May Day di Sumsel, DPRD Tegaskan Komitmen Kawal Hak dan Kesejahteraan Buruh

Berita4 Views
banner 468x60

PALEMBANG (Negerikunews.click) — Peringatan Hari Buruh Internasional atau May Day 2026 di Sumatera Selatan berlangsung dalam suasana kondusif dan penuh dialog. Ratusan pekerja yang tergabung dalam berbagai organisasi buruh menyampaikan aspirasi mereka melalui kegiatan rembuk buruh dan sarasehan yang digelar di Kantor DPRD Sumsel, Jumat (01/05/2026).

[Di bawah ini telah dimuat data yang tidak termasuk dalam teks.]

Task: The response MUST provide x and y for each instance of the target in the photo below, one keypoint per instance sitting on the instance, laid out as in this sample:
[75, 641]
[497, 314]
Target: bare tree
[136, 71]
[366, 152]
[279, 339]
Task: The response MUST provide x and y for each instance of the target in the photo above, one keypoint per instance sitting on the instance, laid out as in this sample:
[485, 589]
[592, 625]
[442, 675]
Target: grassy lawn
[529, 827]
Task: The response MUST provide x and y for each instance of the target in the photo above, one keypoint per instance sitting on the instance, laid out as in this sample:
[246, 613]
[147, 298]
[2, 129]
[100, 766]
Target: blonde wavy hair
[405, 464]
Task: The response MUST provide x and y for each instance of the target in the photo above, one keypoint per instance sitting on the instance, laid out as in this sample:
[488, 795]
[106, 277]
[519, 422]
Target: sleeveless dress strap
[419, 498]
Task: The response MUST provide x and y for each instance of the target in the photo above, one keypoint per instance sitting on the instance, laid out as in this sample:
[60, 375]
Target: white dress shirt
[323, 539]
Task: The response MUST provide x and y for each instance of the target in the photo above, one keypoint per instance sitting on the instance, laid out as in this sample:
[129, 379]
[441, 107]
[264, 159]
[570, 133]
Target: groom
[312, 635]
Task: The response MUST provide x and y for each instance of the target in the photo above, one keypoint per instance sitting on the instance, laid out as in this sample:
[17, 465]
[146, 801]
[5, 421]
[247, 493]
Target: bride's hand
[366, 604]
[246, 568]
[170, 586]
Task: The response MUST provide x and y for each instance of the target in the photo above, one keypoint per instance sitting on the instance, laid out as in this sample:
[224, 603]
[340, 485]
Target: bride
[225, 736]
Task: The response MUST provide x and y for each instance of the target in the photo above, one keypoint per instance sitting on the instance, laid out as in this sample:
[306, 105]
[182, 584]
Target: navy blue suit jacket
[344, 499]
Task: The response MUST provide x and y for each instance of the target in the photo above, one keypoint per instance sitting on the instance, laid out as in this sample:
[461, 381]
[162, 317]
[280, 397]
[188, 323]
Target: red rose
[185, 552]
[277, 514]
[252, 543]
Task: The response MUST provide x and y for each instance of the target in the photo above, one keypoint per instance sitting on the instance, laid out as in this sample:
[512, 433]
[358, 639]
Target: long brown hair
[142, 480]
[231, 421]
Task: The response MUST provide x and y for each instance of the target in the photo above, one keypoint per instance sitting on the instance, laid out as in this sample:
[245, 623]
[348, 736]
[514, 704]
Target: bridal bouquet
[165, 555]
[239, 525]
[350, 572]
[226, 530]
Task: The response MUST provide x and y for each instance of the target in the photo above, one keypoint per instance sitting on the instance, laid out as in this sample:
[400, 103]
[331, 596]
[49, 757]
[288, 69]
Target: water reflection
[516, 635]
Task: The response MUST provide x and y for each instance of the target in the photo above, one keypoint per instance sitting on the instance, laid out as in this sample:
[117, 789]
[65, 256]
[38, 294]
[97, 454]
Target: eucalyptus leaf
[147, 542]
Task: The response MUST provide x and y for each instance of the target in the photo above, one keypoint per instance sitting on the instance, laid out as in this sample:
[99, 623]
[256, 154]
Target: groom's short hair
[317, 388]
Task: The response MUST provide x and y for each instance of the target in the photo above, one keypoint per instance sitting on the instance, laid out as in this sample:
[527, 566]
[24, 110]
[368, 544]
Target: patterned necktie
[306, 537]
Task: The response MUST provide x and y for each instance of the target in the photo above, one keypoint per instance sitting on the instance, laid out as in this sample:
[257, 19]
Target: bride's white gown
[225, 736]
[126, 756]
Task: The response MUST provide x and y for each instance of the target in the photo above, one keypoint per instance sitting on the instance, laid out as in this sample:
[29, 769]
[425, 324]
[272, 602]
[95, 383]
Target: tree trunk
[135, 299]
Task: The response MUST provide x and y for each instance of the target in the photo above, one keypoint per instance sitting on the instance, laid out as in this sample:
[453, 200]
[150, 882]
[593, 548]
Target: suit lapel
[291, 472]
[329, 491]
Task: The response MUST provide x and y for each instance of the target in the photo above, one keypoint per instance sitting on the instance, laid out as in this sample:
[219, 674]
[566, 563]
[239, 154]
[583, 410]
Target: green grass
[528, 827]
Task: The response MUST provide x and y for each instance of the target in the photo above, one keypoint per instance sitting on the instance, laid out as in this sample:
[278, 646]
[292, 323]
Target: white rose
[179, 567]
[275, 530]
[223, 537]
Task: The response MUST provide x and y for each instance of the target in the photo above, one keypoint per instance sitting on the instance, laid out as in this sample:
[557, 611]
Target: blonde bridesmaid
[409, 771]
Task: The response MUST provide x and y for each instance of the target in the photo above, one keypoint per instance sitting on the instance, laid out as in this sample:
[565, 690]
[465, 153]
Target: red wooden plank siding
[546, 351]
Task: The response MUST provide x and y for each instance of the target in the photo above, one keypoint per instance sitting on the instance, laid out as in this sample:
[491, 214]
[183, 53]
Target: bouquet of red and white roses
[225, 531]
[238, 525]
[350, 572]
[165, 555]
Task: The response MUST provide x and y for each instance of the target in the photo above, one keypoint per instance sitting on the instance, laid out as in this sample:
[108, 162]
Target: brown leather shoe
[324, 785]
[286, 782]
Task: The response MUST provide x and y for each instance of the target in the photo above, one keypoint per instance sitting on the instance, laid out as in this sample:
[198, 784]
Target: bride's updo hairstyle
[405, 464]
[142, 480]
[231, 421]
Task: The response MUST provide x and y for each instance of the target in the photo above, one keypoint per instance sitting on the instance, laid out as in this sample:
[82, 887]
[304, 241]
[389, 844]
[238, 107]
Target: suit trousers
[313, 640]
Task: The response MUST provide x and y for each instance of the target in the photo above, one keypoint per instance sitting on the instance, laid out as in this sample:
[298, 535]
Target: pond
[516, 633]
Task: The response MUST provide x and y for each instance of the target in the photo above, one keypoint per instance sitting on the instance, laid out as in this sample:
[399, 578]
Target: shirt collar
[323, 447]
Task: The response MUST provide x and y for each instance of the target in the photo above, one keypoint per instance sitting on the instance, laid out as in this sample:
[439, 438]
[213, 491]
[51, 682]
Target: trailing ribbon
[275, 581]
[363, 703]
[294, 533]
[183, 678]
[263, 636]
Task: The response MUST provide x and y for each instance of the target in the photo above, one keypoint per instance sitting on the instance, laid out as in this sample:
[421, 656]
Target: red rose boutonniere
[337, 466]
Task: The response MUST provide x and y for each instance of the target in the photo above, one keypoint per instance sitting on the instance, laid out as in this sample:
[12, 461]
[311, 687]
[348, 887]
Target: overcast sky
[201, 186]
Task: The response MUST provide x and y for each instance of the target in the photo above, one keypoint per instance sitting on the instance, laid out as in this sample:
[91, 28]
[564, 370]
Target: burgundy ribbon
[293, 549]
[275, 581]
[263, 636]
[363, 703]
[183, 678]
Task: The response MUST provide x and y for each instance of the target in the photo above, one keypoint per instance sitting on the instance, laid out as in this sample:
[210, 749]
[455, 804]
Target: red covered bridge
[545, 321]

Ketua DPRD Sumsel Andie Dinialdie bersama jajaran Komisi V DPRD Sumsel menerima langsung perwakilan pekerja dan menegaskan komitmen lembaga legislatif dalam memperjuangkan hak-hak buruh di daerah.

banner 336x280

Dalam aksi yang berlangsung tertib tersebut, para pekerja menyampaikan sejumlah tuntutan mulai dari penolakan upah murah, penghapusan sistem outsourcing, hingga dorongan agar tenaga kerja lokal asal Sumsel mendapatkan prioritas dalam dunia kerja.

Andie Dinialdie mengatakan DPRD Sumsel membuka ruang seluas-luasnya bagi pekerja untuk menyampaikan aspirasi sebagai bagian dari demokrasi dan perlindungan hak tenaga kerja.

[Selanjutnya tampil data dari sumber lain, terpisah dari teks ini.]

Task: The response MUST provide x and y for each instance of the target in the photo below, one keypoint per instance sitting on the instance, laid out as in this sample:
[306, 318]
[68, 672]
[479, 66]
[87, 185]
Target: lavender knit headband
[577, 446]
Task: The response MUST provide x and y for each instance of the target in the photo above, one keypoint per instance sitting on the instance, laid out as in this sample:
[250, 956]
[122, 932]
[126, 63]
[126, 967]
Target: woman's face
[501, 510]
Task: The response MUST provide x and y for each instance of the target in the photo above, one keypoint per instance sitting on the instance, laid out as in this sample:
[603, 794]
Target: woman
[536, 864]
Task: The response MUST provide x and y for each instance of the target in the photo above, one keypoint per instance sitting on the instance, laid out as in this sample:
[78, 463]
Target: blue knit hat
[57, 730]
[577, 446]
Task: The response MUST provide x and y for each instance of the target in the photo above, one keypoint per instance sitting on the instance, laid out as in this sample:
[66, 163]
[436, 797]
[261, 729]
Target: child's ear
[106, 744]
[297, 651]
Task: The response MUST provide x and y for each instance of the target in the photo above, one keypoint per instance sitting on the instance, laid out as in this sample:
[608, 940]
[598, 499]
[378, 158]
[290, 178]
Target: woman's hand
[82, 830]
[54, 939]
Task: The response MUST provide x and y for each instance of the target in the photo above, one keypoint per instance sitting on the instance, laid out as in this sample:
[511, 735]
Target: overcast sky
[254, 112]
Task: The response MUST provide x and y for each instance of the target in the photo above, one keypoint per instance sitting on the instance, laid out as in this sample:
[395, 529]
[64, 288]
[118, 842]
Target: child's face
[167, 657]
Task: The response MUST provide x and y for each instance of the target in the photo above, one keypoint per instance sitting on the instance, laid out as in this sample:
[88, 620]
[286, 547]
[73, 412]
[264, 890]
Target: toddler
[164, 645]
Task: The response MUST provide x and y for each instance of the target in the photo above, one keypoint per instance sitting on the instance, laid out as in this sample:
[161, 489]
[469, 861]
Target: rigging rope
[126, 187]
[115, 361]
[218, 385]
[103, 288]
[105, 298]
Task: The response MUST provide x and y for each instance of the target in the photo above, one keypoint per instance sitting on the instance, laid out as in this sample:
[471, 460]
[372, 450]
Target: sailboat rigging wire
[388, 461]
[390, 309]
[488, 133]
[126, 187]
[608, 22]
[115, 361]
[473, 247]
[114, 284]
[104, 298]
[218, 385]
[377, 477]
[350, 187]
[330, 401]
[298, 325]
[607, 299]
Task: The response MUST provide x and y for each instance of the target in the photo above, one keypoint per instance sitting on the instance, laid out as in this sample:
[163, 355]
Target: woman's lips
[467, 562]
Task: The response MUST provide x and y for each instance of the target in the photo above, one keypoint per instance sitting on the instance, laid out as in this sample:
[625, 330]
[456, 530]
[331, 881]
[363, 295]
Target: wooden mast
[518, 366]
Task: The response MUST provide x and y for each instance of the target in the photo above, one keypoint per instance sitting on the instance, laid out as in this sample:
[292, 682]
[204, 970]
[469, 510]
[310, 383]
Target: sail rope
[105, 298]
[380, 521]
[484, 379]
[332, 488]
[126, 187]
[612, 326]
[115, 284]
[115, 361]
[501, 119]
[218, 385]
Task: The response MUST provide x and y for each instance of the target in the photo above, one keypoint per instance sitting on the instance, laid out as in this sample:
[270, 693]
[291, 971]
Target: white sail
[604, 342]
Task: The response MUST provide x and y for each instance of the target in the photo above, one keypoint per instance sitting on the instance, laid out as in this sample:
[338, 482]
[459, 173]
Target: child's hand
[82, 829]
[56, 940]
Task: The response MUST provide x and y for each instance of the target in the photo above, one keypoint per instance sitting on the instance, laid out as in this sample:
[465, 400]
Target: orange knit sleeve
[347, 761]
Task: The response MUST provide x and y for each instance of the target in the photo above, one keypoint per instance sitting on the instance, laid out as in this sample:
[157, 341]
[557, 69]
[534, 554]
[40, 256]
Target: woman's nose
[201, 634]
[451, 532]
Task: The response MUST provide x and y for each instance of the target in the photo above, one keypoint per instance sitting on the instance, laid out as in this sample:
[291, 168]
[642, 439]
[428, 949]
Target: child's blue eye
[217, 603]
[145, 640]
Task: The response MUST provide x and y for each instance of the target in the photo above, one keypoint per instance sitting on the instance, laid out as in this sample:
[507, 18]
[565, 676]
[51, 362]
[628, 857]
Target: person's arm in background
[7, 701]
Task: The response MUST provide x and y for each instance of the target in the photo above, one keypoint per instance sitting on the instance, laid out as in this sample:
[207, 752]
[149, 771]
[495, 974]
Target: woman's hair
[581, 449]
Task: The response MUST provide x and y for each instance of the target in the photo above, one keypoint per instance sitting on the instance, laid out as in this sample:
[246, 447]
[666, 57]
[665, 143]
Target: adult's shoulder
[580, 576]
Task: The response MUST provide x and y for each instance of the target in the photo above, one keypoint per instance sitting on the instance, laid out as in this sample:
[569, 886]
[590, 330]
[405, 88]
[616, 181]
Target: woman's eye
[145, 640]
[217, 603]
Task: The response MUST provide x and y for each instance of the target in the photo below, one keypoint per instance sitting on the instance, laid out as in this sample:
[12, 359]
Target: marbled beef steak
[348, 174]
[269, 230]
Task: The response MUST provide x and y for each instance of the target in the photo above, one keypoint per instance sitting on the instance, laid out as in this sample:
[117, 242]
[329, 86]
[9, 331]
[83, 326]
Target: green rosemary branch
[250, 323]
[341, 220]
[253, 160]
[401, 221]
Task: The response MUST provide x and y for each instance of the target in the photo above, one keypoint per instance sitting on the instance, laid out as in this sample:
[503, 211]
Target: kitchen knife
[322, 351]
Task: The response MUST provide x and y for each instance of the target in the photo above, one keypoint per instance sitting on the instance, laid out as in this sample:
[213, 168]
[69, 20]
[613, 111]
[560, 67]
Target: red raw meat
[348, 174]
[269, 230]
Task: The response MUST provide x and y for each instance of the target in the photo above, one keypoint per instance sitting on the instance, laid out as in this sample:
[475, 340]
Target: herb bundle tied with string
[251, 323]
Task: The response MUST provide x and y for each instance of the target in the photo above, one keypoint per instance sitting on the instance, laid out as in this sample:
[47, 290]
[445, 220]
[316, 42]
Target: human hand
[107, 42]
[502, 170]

“Kami menerima seluruh aspirasi buruh dengan terbuka. DPRD Sumsel siap menjadi penghubung antara pekerja dan pemerintah agar hak-hak buruh dapat diperjuangkan sesuai ketentuan yang berlaku,” ujar Andie.

Suasana peringatan May Day semakin hangat dengan adanya dialog terbuka antara perwakilan pekerja, pemerintah daerah, dan unsur Forkopimda. Gubernur Sumsel Herman Deru turut hadir dalam kegiatan tersebut dan mengapresiasi sikap para buruh yang menyampaikan aspirasi secara damai melalui forum diskusi.

Menurut Herman Deru, pendekatan dialog menjadi langkah penting dalam menyelesaikan persoalan ketenagakerjaan secara lebih efektif dan konstruktif.

“Kami mengapresiasi rekan-rekan pekerja yang menyampaikan aspirasi secara tertib dan santun tanpa mengurangi semangat perjuangan,” kata Herman Deru.

Dalam forum rembuk pekerja itu, Sekretaris DPD KSPSI Sumsel, Cecep Wahyudin, menyampaikan lima tuntutan utama buruh. Salah satunya meminta pemerintah pusat segera mengesahkan regulasi ketenagakerjaan baru sesuai amanat putusan Mahkamah Konstitusi.

Selain itu, pekerja juga mendorong pembentukan Dewan Kesejahteraan Buruh Nasional sebagaimana yang sebelumnya disampaikan Presiden Prabowo Subianto pada peringatan May Day tahun lalu.

Di sisi lain, DPRD Sumsel melalui Komisi V juga menaruh perhatian terhadap dugaan persoalan ketenagakerjaan di Kabupaten Banyuasin. Permasalahan tersebut berkaitan dengan dugaan pemutusan hubungan kerja sepihak serta penahanan ijazah pekerja oleh perusahaan PT Menara Nusantara Perkasa (MNP).

Persoalan itu dibahas dalam rapat dengar pendapat bersama Federasi Serikat Pekerja Rokok Tembakau Makanan dan Minuman SPSI Sumsel yang dipimpin Ketua Komisi V DPRD Sumsel Alwies Gani didampingi Sekretaris Komisi V Kiky Subagio.

Dalam rapat tersebut, serikat pekerja mengungkap adanya dugaan pemberhentian pekerja tanpa prosedur yang sesuai ketentuan hukum, bahkan disertai tuduhan tanpa bukti hukum yang jelas.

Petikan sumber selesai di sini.